Taxation, system of raising money to finance government. All governments require payments of money-taxes-from people. Governments use tax revenues to pay soldiers and police, to build dams and roads, to operate schools and hospitals, to provide food to the poor and medical care to the elderly, and for hundreds of other purposes. Without taxes to fund its activities, government could not exist.
Throughout history, people have debated the amount and kinds of taxes that a government should impose, as well as how it should distribute the burden of those taxes across society. Unpopular taxes have caused public protests, riots, and even revolutions. In political campaigns, candidates' views on taxation may partly determine their popularity with voters.
Taxation is the most important source of revenues for modern governments, typically accounting for 90 percent or more of their income.

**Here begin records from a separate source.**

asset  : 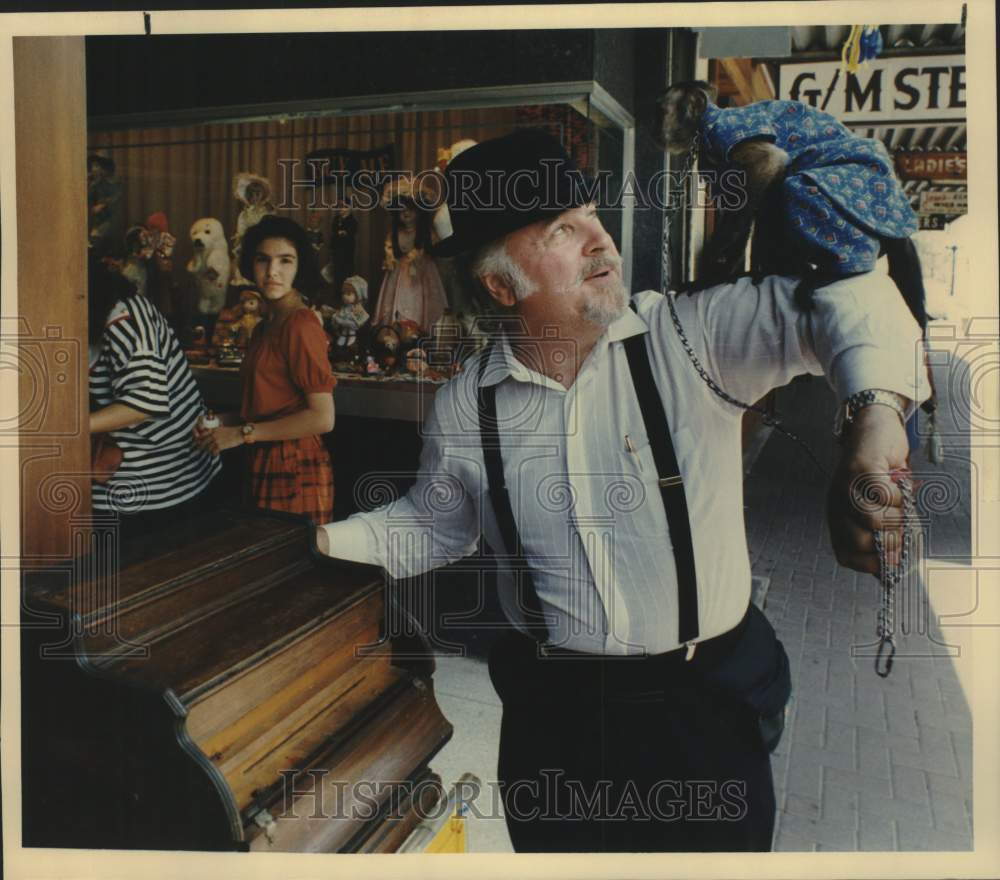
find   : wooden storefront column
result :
[14,37,90,567]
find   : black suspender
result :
[477,324,698,644]
[477,340,548,643]
[625,333,698,644]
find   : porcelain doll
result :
[330,275,368,348]
[87,153,122,257]
[374,181,448,332]
[121,226,155,296]
[322,200,360,296]
[231,171,276,284]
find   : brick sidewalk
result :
[745,378,972,851]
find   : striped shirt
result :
[90,295,221,513]
[323,273,929,654]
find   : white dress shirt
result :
[323,273,929,654]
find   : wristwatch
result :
[833,388,906,439]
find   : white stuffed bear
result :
[187,217,232,315]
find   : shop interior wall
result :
[87,30,596,118]
[89,108,515,308]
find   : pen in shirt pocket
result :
[625,434,642,471]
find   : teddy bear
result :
[187,217,232,315]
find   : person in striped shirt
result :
[88,258,221,544]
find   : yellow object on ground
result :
[424,815,465,853]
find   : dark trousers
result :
[490,634,775,852]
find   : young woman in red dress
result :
[196,215,336,524]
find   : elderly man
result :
[317,131,927,851]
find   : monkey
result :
[657,80,936,440]
[657,80,927,328]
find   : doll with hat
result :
[322,198,358,298]
[330,275,368,349]
[87,153,122,257]
[374,178,448,332]
[232,171,276,284]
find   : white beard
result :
[583,283,628,328]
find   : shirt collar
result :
[479,300,649,389]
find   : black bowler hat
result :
[431,128,593,257]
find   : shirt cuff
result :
[319,515,382,565]
[830,346,931,405]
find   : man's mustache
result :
[580,256,622,282]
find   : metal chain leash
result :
[660,131,915,678]
[660,137,830,478]
[875,475,916,678]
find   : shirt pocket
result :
[605,433,665,537]
[609,428,690,537]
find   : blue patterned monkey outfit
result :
[699,101,918,276]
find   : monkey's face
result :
[657,89,702,156]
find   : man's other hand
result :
[827,405,909,575]
[316,526,330,556]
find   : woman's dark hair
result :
[390,198,434,260]
[87,253,138,345]
[240,214,323,294]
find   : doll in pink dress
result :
[372,181,448,333]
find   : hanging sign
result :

The remainder of government revenue comes from borrowing and from charging fees for services. Countries differ considerably in the amount of taxes they collect. In the United States, about 28 percent of the gross domestic product, a measure of economic output, goes for tax payments. In Canada about 36 percent of the country's gross domestic product goes for taxes. In France the figure is 44 percent, and in Sweden it is 51 percent.
In addition to using taxation to raise money, governments may raise or lower taxes to achieve social and economic objectives, or to achieve political popularity with certain groups. Taxation can redistribute a society's wealth by imposing a heavier tax burden on one group in order to fund services for another. Also, some economists consider taxation an important tool for maintaining the stability of a country's economy.